Sunday, February 26, 2012

Critical Criminology 19(4)

Critical Criminology, November 2011: Volume 19, Issue 4

From Safety to Danger: Constructions of Crime in a Women’s Magazine
Delthia E. Miller and John L. McMullan
This study examines how the print media constructs signifiers of safety and danger for women. We analyze 155 news articles regarding crime and criminal justice from 1970 to 1990 in Chatelaine magazine, a Canadian women’s periodical. Both content and textual analyses are deployed to evaluate the media representations of crime and their role in facilitating images of fear and safety. We show that the meanings associated with women’s danger and safety in news narratives are socially constructed through claims, sources, content and culture. We find that news reporting did not initially incorporate signifiers of fear. However, crime messages increasingly included images of fear in the later reporting period. We argue that the transformations surrounding these images and texts are influenced by the rise in neoliberal thought in the 1980s. Our results indicate that ideological struggles external to the media are crucial to the representation of crime, which ultimately influence signifiers of danger and safety for women.

Enemies and Citizens of the State: Die Boeremag as the Face of Postapartheid Otherness
Kathryn Henne
This examination is a case study analysis of the Mail & Guardian’s news coverage surrounding the ongoing trial of members of the separatist group, die Boeremag. The 22 defendants stand accused of treason and 41 other criminal charges for the 2002 bombings of Soweto and conspiring to establish an independent Boer state. Utilizing a race critical lens, this analysis looks at these news representations of Afrikaner nationalists to glean insight into how law, race and racism can imbricate public understandings crime, specifically, in this case, domestic terrorism. It draws attention to the ways in which this fundamentalist group emerges as a repugnant Other and interrogates their roles within the “imagined” postapartheid South African community, the newspaper’s target audience. After explicating these dynamics, the paper concludes with a discussion of how this case study relates to practical dilemmas that stem from the utopian ideologies of reconciliation and nonracialism.

A False Sense of Security: Moral Panic Driven Sex Offender Legislation
Mary Maguire and Jennie Kaufman Singer
Data collected from correctional files of sex offenders managed by the California Department of Corrections and Rehabilitation were analyzed to explore the degree to which sex offender behavior meets the assumptions of the legislation intended to regulate their behavior. The study asked where offenders commit their sex crimes and the likelihood of choosing a known vs. a stranger victim. The concept of moral panic is used as a framework to discuss possible motivations for current sex offender legislation.

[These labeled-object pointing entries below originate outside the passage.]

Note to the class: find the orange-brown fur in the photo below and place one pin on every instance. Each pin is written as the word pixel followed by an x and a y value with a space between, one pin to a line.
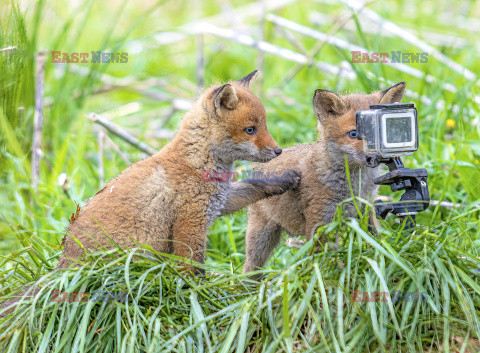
pixel 162 201
pixel 324 184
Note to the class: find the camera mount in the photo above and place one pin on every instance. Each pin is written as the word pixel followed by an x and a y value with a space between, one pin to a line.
pixel 414 181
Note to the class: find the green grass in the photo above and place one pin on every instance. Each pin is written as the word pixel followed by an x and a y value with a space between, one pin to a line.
pixel 304 304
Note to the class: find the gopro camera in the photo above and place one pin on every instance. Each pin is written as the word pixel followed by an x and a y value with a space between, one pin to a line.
pixel 388 130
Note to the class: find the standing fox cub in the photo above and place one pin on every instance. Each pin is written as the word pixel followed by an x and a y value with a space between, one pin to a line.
pixel 324 182
pixel 162 201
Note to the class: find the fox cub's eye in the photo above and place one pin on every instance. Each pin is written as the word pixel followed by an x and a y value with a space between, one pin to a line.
pixel 352 134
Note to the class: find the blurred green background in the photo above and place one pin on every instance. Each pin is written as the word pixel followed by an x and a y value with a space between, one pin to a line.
pixel 176 47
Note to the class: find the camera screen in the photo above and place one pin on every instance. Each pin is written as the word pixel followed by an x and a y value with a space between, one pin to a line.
pixel 399 130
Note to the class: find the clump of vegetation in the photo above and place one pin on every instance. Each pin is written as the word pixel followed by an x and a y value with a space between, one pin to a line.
pixel 397 292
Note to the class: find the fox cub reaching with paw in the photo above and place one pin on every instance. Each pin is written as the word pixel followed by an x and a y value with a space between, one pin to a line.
pixel 324 181
pixel 162 201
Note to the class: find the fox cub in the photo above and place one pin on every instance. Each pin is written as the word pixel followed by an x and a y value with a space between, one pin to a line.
pixel 162 200
pixel 324 182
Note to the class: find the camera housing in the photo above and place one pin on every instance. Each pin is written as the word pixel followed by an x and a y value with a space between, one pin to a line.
pixel 388 130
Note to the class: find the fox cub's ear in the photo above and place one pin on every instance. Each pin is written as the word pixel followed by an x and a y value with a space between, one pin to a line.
pixel 249 80
pixel 225 98
pixel 326 103
pixel 393 94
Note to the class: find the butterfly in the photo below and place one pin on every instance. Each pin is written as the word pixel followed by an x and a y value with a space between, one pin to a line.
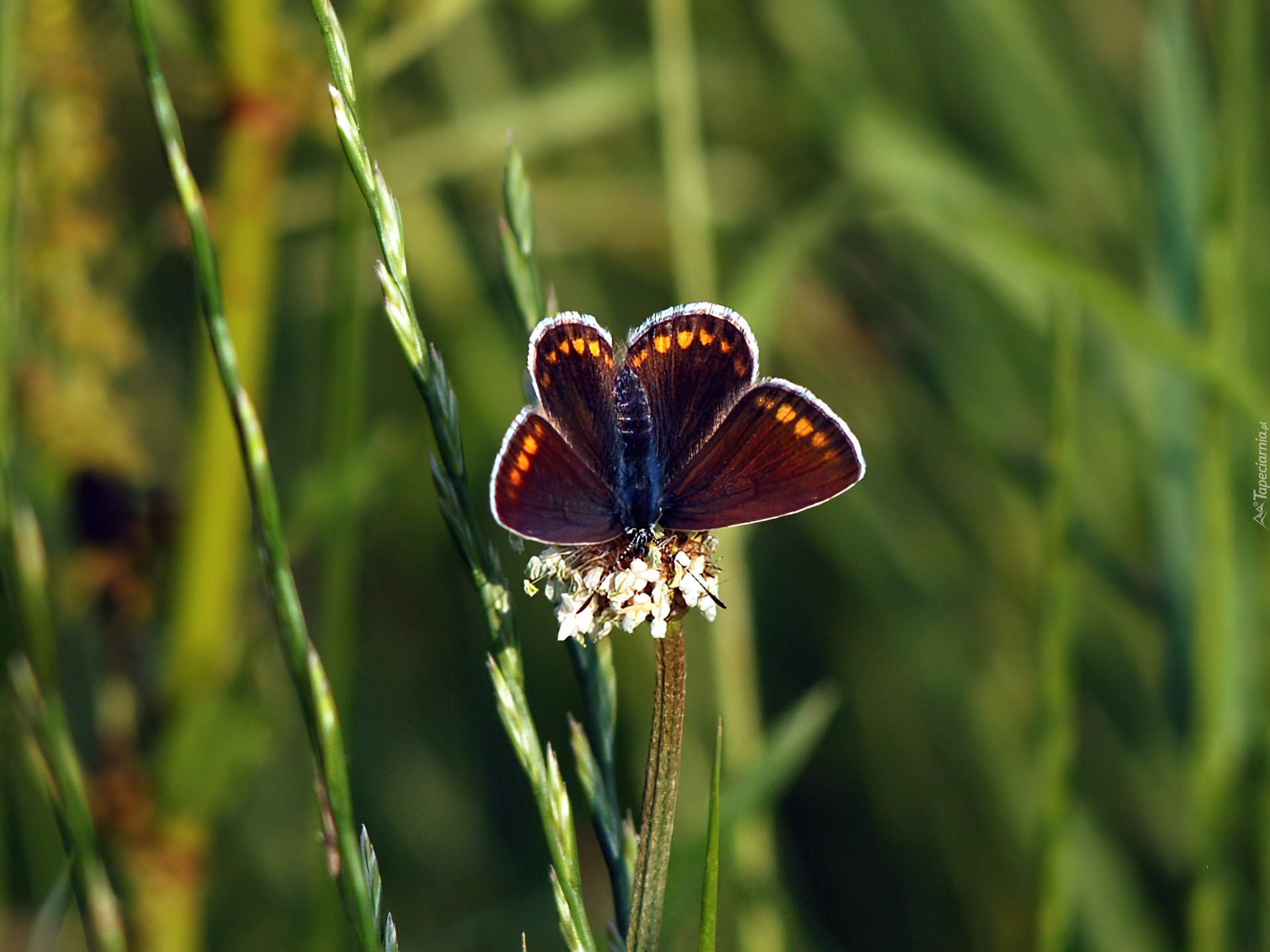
pixel 679 432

A General Theories of Hate Crime? Strain, Doing Difference and Self Control
Mark Austin Walters
This article attempts to put forward a more holistic vision of hate crime causation by exploring the intersections which exist between three separate criminological theories. Within the extant literature both Robert Merton’s strain theory and Barbara Perry’s structured action theory of ‘doing difference’ have been widely used to explain why prejudice motivated crimes continue to pervade most communities. Together the theories help to illuminate the sociological factors which act to create immense fear of, and hatred towards, various minority identity groups. However, neither of these theories adequately explain why some individuals commit hate crimes while others, equally affected by socio-economic strains and social constructions of ‘difference’, do not. This article therefore moves beyond such macro explanations of hate crime by drawing upon Gottfredson and Hirschi’s A General Theory of Crime (1990). Using typology research carried out by various academics, the article attempts to illustrate how socio-economic strains and general fears of ‘difference’ become mutually reinforcing determinants, promulgating a culture of prejudice against certain ‘others', which in turn ultimately triggers the hate motivated behaviours of individuals with low self control.

Critical Criminology Meets Radical Constructivism
Nicolas Carrier
Critical criminology and radical constructivism are frequently regarded as an impossible pair—or, at least, as a rather schizophrenic one. This is so, notably, because radical constructivism rests on the (paradoxical) abandonment of what Jean-François Lyotard named méta-récits. It rests on the refusal to distinguish between the phenomenal and the symbolic, and thus implies the complete vanishing of the classical difference between ontology and epistemology. This would consequently deprive criminology (or, more generally, the social sciences) of any anchoring point enabling a critical utterance. The present contribution’s thesis is that, on the contrary, radical constructivism can catalyze critical criminology. Among the possible contributions of a radically constructivist sociology of criminalization, this paper focuses on: its call for a reworking of the concept of social control, which avoids problems related to its contemporary usage; its focus on power and force, in a way which avoids Foucaultian perspectives’ aporetic elements, and problematizes every instance of legitimized authoritarian practices.